Have you ever wondered why a pineapple is called so when it is neither pine nor apple? Why didn't Tarzan have a beard? Why do toasters always have a setting that burns toast to an unimaginable crisp in which no decent human being would ever want to eat? Who made the law that eighteen is of legal age? If x-ray vision is the ability to see through all things, then wouldn't you see through everything and thus see nothing? If a man is standing in a forest talking, and no woman is around to hear him, is he still wrong?
“Hilary. Are you going to write the answer to the question?” Mr. Hanover, my teacher said. He was a stout man with noticeable grooves of wrinkles forming in his forehead. I was told he wasn't that old but his appearance said other wise. He always had reading glasses leaning over the tip of his nose and when he wasn't reading looked over them with a constant suspicious glare.

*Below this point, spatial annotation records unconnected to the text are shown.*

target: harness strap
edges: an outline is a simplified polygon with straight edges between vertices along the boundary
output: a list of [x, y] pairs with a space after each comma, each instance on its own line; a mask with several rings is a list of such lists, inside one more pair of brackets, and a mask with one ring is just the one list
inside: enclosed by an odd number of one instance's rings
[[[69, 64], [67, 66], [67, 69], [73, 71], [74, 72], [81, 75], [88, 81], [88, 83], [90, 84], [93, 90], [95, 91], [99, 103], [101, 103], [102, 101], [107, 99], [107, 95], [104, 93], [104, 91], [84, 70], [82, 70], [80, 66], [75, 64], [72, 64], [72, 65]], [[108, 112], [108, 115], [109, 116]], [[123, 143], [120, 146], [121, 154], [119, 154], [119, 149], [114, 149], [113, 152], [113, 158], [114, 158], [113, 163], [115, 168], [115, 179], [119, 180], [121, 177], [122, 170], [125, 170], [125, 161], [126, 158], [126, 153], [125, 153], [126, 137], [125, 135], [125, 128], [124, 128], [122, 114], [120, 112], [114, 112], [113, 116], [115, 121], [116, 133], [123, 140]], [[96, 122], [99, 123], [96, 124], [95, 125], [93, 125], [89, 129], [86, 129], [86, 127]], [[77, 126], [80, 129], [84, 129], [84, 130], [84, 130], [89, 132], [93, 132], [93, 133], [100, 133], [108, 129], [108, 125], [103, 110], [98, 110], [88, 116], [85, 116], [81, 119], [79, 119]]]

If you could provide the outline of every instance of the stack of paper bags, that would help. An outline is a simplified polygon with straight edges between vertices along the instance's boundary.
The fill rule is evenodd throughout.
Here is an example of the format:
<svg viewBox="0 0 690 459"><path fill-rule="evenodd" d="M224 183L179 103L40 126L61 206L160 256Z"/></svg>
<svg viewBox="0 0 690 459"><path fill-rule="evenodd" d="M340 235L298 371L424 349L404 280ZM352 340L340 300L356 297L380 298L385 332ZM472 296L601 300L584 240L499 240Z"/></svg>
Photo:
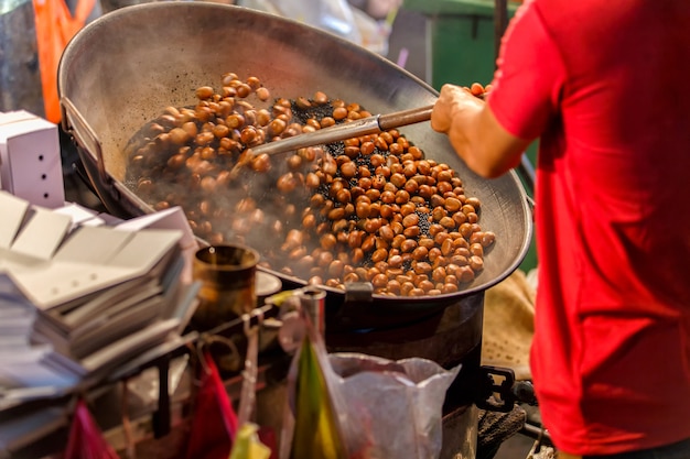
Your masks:
<svg viewBox="0 0 690 459"><path fill-rule="evenodd" d="M151 228L176 210L75 225L0 192L0 318L14 327L0 338L0 395L73 387L182 332L196 307L196 286L181 282L195 241Z"/></svg>

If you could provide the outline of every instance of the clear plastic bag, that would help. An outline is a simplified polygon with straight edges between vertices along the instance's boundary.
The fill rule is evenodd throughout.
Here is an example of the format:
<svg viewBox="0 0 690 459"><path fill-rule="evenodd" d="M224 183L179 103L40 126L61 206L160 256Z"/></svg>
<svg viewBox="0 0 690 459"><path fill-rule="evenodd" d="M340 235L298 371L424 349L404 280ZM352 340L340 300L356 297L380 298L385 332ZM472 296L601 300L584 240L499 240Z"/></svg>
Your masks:
<svg viewBox="0 0 690 459"><path fill-rule="evenodd" d="M460 365L328 354L304 312L301 318L305 334L288 375L280 458L308 448L313 458L439 457L445 392ZM324 447L324 437L332 444Z"/></svg>

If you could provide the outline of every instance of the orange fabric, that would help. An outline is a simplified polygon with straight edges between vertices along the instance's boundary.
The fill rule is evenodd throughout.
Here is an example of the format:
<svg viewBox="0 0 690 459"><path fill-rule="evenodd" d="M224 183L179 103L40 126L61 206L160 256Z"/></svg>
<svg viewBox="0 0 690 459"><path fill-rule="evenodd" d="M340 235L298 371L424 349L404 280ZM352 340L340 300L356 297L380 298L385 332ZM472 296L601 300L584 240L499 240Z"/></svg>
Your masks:
<svg viewBox="0 0 690 459"><path fill-rule="evenodd" d="M78 0L72 17L64 0L33 0L45 118L54 123L61 118L57 98L60 58L69 40L86 23L95 3L96 0Z"/></svg>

“I forgot," I admitted and set the piece of chalk down on the gray tray below the chalkboard that no one knows the name of. Possibly the chalk tray?
He sighed and pointed to my seat. I followed his abnormally short finger back to my seat. I heard a bit of cackling from the students around me. I sat at the 3rd desk from the back next to the window. Stereotypical, I know.
If you haven’t noticed already, a lot of irrelevant stuff goes through my mind at the worst of times. I think I have undiagnosed ADD, but I rather like it this way. It blocks out the idiotic conversations going on around me.
“Hilary, you knew the answer to that,” my best friend Laura whispered to me from behind.
“Yeah," was all I said as I looked out window. The sun was sitting a little off to the left. I found that a bit strange. I wondered if I was the only one who noticed his stuff. I was staring at the bench to the entrance of our school. “Riverside Manor Justice Academy.” A private school located in Riverside Manor, Nevada, and before you think 'Oh Nevada! Las Vegas and all that good stuff.' Stop. We're located on the forgotten outskirts of Nevada. The forgotten part. Anyway back to the bench. Something caught my eye. The sun reflecting off of it. Something shiny. I don't want to seem 'blondish'. No offense to blondes just the only word I could think of right now. I like shiny things.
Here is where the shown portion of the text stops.